Ce jeudi, les ministres de l’Intérieur français et britannique, Laurent Nunez et Shabana Mahmood, étaient présents à Dunkerque pour signer les nouveaux accords financiers sur la gestion de l’immigration à la frontière.
Après des mois de négociations, la France recevra finalement 766 millions d’euros du Royaume-Uni pour continuer la répression sur le littoral nord ces trois prochaines années (580 millions fixes et 186 millions flexibles “en fonction des résultats”).
L’objectif annoncé : empêcher les traversées par la mer des personnes exilées qui veulent demander l’asile au Royaume-Uni. Le même depuis 30 ans. Et pourtant, il apparaît clairement que, faute d’autres solutions, les personnes continuent de passer en prenant de plus en plus de risques.
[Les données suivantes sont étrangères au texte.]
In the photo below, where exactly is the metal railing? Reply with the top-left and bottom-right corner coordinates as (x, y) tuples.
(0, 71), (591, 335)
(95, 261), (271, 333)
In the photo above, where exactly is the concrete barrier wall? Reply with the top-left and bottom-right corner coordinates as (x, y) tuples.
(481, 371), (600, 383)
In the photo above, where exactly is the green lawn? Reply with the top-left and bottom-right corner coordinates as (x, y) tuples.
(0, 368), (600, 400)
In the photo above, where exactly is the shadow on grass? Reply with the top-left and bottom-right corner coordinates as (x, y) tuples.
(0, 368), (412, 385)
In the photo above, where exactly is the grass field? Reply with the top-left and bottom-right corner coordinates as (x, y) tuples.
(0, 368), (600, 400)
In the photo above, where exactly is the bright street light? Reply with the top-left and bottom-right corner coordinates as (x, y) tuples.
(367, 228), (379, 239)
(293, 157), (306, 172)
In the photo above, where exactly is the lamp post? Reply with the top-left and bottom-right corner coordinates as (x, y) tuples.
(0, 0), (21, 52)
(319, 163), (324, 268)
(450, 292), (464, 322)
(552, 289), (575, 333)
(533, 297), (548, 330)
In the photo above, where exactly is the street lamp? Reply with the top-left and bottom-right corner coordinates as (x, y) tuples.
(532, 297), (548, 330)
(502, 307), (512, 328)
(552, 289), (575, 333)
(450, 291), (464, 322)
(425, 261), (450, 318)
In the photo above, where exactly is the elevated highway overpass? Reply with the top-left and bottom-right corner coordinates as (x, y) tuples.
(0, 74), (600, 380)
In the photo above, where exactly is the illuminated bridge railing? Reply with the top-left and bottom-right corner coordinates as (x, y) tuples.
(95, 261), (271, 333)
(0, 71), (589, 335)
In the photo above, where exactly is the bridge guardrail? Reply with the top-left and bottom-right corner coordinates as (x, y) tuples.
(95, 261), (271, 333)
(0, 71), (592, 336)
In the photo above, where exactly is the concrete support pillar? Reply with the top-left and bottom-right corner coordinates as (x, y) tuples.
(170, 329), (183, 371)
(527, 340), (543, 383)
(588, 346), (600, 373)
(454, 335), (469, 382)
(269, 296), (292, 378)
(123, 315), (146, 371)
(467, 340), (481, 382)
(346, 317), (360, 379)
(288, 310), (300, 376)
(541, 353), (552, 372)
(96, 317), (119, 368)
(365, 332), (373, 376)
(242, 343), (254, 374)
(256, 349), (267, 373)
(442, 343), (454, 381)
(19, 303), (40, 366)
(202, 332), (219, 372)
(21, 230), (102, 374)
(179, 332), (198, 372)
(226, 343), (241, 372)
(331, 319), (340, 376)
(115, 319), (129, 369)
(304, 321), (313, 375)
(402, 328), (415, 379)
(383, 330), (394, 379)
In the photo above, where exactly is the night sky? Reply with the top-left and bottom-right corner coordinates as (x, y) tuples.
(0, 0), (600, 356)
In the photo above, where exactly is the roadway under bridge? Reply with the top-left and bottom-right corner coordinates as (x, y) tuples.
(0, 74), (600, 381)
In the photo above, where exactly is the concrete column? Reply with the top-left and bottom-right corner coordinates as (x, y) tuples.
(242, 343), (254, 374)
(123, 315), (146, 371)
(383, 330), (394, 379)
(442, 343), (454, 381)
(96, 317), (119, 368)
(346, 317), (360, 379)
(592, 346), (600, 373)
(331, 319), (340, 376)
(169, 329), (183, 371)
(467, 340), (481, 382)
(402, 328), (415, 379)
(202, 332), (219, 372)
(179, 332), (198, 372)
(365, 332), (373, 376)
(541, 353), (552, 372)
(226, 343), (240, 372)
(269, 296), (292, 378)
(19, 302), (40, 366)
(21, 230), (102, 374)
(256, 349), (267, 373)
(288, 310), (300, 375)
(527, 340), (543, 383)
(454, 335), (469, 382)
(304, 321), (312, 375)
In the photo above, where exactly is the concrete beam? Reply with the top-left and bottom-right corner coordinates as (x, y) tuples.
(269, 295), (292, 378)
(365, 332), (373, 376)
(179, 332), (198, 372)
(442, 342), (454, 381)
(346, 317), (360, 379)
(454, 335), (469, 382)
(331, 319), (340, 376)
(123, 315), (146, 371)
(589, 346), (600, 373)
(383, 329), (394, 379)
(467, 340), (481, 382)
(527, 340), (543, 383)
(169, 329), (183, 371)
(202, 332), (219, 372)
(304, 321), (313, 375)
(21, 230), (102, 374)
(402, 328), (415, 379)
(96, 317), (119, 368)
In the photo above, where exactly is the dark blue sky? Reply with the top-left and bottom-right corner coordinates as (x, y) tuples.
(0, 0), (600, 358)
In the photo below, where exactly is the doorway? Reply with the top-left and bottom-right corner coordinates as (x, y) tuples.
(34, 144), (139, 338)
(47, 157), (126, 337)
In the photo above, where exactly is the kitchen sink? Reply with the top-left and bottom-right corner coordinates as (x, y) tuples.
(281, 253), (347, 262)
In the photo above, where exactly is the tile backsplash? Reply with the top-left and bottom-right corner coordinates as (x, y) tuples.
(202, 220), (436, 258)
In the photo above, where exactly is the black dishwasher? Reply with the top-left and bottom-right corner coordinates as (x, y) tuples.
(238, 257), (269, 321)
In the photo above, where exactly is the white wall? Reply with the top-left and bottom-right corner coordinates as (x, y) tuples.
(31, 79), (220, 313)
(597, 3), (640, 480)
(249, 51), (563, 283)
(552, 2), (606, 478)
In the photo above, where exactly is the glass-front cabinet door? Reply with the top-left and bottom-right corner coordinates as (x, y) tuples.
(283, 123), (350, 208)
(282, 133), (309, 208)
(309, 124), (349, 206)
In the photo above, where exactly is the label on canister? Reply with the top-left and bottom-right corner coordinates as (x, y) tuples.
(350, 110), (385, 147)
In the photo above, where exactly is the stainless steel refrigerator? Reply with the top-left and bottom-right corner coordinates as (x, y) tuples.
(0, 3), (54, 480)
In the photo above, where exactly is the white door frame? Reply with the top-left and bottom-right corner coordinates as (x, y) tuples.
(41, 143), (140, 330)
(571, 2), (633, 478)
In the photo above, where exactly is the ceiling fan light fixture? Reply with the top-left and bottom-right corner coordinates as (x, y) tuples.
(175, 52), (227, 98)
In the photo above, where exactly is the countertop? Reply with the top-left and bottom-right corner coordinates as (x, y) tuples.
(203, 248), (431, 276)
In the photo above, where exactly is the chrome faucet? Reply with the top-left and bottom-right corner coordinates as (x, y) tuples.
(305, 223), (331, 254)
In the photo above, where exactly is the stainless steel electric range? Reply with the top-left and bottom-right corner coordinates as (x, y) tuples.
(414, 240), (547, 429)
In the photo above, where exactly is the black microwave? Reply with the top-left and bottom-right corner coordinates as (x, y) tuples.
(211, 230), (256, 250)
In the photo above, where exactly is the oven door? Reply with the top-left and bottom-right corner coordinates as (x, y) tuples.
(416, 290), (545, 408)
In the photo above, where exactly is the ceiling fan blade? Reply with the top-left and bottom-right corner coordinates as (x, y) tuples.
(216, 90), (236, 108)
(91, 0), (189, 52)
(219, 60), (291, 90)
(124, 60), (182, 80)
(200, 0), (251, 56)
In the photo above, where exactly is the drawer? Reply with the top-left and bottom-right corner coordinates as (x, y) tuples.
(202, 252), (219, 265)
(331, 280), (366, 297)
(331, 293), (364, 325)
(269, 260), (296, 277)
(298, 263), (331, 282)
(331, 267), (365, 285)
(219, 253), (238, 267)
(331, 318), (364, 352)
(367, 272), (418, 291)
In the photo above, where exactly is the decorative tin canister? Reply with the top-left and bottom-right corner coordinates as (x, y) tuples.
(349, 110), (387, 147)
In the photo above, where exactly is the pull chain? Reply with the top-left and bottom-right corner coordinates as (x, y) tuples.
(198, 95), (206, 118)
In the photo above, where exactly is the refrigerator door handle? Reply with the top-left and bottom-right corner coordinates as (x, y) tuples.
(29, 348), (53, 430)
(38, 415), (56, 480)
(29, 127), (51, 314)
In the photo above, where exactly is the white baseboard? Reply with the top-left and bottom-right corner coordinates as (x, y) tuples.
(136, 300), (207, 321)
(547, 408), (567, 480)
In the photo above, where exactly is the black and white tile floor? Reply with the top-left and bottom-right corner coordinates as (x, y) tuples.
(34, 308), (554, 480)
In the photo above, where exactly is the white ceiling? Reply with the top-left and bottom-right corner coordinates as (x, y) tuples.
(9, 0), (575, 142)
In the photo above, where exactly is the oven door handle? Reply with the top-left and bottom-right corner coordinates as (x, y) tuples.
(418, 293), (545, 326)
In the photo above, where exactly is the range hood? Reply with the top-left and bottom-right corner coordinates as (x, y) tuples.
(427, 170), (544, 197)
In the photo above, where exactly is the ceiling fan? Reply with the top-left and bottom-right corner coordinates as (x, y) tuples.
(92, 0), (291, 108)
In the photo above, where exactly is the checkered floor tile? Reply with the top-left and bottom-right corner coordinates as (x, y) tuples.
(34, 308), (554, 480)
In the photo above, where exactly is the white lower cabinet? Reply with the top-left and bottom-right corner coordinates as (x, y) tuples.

Entre 2023 et 2026, déjà 543 millions ont été dépensés dans la surveillance et le renforcement policier. Ici à nouveau, les mesures annoncées sont : renforcement du matériel de surveillance (drones, hélicoptères, caméras), augmentation des effectifs de police (sur les 1200 agents déployés, 907 étaient financés par les fonds britanniques, ils passent à 1392), création de nouvelle unité “anti-émeute” de la Police Aux Frontières, etc.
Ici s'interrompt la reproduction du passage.